Hello friends, how are you today? I’m sitting alone by the window, sunlight on my face, reflecting on my recent journey to Gotland, Sweden. What was only to be a photography and styling retreat (at least in my mind) turned out to be one of the greatest, most personal journeys of my life that took me far beyond my work – quite unexpected! I learned that the magic of styling and photography goes much more deeply than our personal taste, our placement of objects, the lighting or angles… Styling and photography comes alive when YOU are present in the work.
In order to get to that place of presence, you have to allow yourself to be seen and for your deepest expressions to come to the surface. It was such an awakening for me, I always saw myself as so open and very honest with everyone about who I really am. In my eyes, I was. As we explored some deep topics in this workshop, I learned that I’m just scratching the surface and for me to be able to marry my photography and styling with words, I need to peel back many layers, and then see how much my work evolves.
It makes me think about how we are quick to say we are in a creative rut at certain points in our process. I finally know what this means. We are emotionally blocked. We need to pull out the emotion and then the creativity can flow again. It’s really that simple. Work on the emotion and the creativity will return.
Our retreat was beautiful. Our teacher/guide Dietlind Wolf was transporting at times, uplifting during others, a real light, magical, sensitive, caring, altogether a beautiful human being. I was more or less away from the modern world for 5 nights and it was one of the best vacations I’ve ever been on. I was allowed, and even encouraged, to be raw, open, freely myself. It took courage! It was hard! I cried!

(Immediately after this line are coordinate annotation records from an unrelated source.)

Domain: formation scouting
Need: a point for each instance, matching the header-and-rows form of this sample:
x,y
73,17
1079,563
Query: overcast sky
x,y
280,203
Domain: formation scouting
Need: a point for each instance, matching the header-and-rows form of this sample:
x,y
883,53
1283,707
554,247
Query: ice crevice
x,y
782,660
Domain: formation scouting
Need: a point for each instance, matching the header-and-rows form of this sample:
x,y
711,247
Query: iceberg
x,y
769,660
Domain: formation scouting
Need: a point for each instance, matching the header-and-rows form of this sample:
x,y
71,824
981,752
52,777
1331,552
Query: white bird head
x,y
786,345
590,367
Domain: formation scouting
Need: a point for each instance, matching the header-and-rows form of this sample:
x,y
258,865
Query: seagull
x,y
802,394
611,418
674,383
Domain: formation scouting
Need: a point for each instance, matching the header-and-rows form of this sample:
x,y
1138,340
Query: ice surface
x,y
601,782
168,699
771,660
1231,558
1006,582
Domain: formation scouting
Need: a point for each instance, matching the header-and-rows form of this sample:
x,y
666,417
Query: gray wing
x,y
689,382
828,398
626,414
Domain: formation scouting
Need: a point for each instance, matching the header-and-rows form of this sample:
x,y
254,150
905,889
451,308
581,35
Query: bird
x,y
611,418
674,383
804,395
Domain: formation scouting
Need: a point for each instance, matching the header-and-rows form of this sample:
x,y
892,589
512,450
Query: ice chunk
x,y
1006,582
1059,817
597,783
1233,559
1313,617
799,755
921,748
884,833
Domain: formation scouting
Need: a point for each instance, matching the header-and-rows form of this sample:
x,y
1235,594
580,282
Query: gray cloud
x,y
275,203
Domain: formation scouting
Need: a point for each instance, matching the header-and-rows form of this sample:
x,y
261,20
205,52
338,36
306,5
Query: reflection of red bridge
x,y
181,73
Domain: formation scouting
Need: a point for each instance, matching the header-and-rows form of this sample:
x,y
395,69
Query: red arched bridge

It’s amazing how so many of us just put our heads down and go through the day-to-day with the goal to get what we need done and not much more, isn’t it? Or, some of us pride ourselves on being so free, courageous, strong or open and we are not fully any of those things – we want to believe we are, but at our core, we’re not. And this is what we need to see, admit and work out. Then our art, craft, design work or whatever else we pursue becomes SO MUCH STRONGER. And better. More meaningful too.
I won’t write much about the retreat, to protect the feelings of the others involved, and also to preserve the time capsule my teacher so lovingly handed to me that I want to store away for now… But I will tell you this. If you sense anything about yourself that needs work, begin that journey. Please. Find the right people to guide you. Some good friends. Save the money you need to get the best care that you can. Our life is so precious and meaningful, we each have gifts, explore what yours is and have the courage to make your gift known to the world. Don’t wait.
I have nothing else to blog about today. I’m still so caught up in the magic of my retreat in Sweden. I need the fairy dust to settle a bit so I can get back into writing in this space again… I am sitting with so many feelings right now, stirring and swirling in my mind down to my core and back up again… So much to process and more than that, so much to DO! Because knowing and doing are two separate things.